On 28th August 2019 8:24am Pabau experienced major performance issues.
Firstly, we’d like to deeply apologise for the interruption over the past few days.
We understand that you, as one of our clients, rely on our service for your business and livelihood. We take issues like these very seriously. We strongly believe in transparency and that’s why we’re sharing information about this incident, how we managed it and what we are doing to prevent similar events in the future.
Before we get into it, we’d like to explain some of the terms we will be using.
Pabau stores frequently accessed data in caches. So what is a cache? A cache stores data so requests can be served faster, so it saves us time instead of querying the storage on the server. Think of it as remembering a phone number, rather than looking it up in a phonebook every time you need it.
System CPU spikes
CPUs (central processing unit) are the brains of a computer. They perform all the tasks required to operate the apps on our smartphones and Pabau in the cloud. These tasks can be roughly divided into two groups, system and user:
- User tasks are things that we can run, browsers, apps, databases, games etc.
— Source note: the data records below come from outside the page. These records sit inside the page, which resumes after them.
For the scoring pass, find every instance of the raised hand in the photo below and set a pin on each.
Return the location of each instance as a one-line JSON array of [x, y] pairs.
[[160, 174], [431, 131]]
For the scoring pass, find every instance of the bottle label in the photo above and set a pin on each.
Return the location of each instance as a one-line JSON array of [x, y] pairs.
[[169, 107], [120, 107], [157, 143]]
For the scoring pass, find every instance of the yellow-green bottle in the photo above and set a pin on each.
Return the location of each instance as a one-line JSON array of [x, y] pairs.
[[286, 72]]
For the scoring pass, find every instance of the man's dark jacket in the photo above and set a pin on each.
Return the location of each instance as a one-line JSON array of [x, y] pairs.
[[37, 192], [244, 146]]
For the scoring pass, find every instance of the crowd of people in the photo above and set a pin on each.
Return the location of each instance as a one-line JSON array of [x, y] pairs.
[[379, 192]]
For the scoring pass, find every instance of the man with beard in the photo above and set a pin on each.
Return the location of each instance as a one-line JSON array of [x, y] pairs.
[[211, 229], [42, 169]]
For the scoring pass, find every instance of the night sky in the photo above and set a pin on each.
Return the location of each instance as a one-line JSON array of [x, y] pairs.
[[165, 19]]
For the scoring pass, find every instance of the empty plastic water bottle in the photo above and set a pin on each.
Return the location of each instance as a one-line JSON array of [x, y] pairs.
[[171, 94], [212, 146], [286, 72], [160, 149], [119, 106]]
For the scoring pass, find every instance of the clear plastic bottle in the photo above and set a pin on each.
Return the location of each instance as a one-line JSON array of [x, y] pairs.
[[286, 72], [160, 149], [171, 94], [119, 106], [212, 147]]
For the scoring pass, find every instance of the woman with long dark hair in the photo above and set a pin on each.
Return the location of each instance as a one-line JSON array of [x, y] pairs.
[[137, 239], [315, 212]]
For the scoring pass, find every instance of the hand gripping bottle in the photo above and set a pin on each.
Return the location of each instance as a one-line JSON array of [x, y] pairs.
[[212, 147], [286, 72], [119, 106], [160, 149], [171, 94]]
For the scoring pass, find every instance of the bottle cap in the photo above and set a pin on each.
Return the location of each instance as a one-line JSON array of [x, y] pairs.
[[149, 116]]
- System tasks are all the things that are required to run and manage the system and it’s resources (memory, running more tasks, saving and retrieving things from storage).
So when the system CPU spikes, the CPU is processing intensive tasks that are required to run the system.
What went wrong?
On Monday, August 26th between 08:25AM and 18:00PM, we noticed a few slower than normal response times on Pabau. This was a result of intermittent, system CPU spikes on the primary database server, which delayed some requests. We reduced the system CPU load on the database server and raised a support query to our service provider for more information. In addition, our DevOps team began investigating the issue, whilst keeping clients up to date via our status page.
On Tuesday, August 27th at 09:00AM, we noticed similar issues to those experienced on the previous day and closely monitored the primary database server’s system CPU usage and Pabau’s response times. The frequency of system CPU spikes were increasing throughout the day, we escalated the support query with our service provider. We reevaluated the findings and speculated that the intermittent system CPU spikes, seen on the database server, were narrowed down to specific modules such as Connect & the Financial module. We continued to work through the night to optimize these modules, and although speed increased slightly, we did not take the status page out of ‘Service Disruption’.
On Wednesday, 28th, the latency followed a similar pattern, we made the decision to take the servers offline at 9:30pm GMT to perform scheduled maintenance, with our suspicions pointing to our service provider’s physical hardware.
The upgrade was a success, and the performance resumed to normal.
We investigated various solutions, and the final fix was to move the physical host underlying our database. With the help from our service provider we were successfully able to perform this maintenance and transfer thousands of users across 60 countries across to a new infrastructure. Monitoring the improvement yesterday and today has been a success.
– [Day 1 AM] We introduced 2 extra people onto support to deal with the extreme volume of requests coming in, in addition, brought 1 person back off holiday to help assist with the phone lines.
– [Day 1 PM] We took a backup on Tuesday, upgraded our 2 backup servers and 3 Web servers, this had no real noticeable impact.
– [Day 2 PM] Immediately after failing to resolve the issue on Day 1 with our in-house team, we brought in an external team to help in assisting on the issue.
– [Day 2 AM] The sheer amount of requests meant that the only effective way to get back to every client was to disable the phone lines, place a pre-recorded message notifying we are aware of the problem, and switch to email responses. A lot of people have criticized this, to put things into perspective, below is a graph of the last 10 days, over the 3 days we received almost 100x the amount of requests we would receive on an average day, across all channels (mainly voice). Disabling the phone lines allowed us to increase our response times and covering updates to a wider audience across other channels such as the status page and email/web.
– [Day 3 AM] After no luck with the external consultants, we brought in another team bringing the total DevOps professionals to 6.
– [Day 3 PM] We had posted a total of 13 updates to the Pabau status page www.pabau.com/status
– [Day 3 PM] Support worked through the night to clear out all tickets and return to clients who requested a callback.
And for the most important change, we upgraded ALL clients, across our entire infrastructure to 64gb MEMORY and 32 CPU Cores, in non-techy terms this is fast, very fast. Although it may not be noticeable in day to day activities, Pabau is actually running 5x faster, more noticeable when performing tasks such as running a report with a large amount of data across a long period of time.
Where do we go from here?
- Understand the impact of changes before executing them.
- Investigate other potential workarounds for intermittent, system CPU spikes.
- We are set to further expand our DevOps team to assist in faster resolution.
- Migrate our newsletter system away from our main servers to ensure that we can also keep people notified in bulk via newsletters.
We are BETA testing select customers on dedicated hardware (sharing the load).
- We will be forming a larger incident response team to handle major outages such as the one we have experienced.
Again, we would like to apologize for the interruption caused. We always use problems like this as a chance for us to improve and learn, in order to reduce these incidents from occurring again.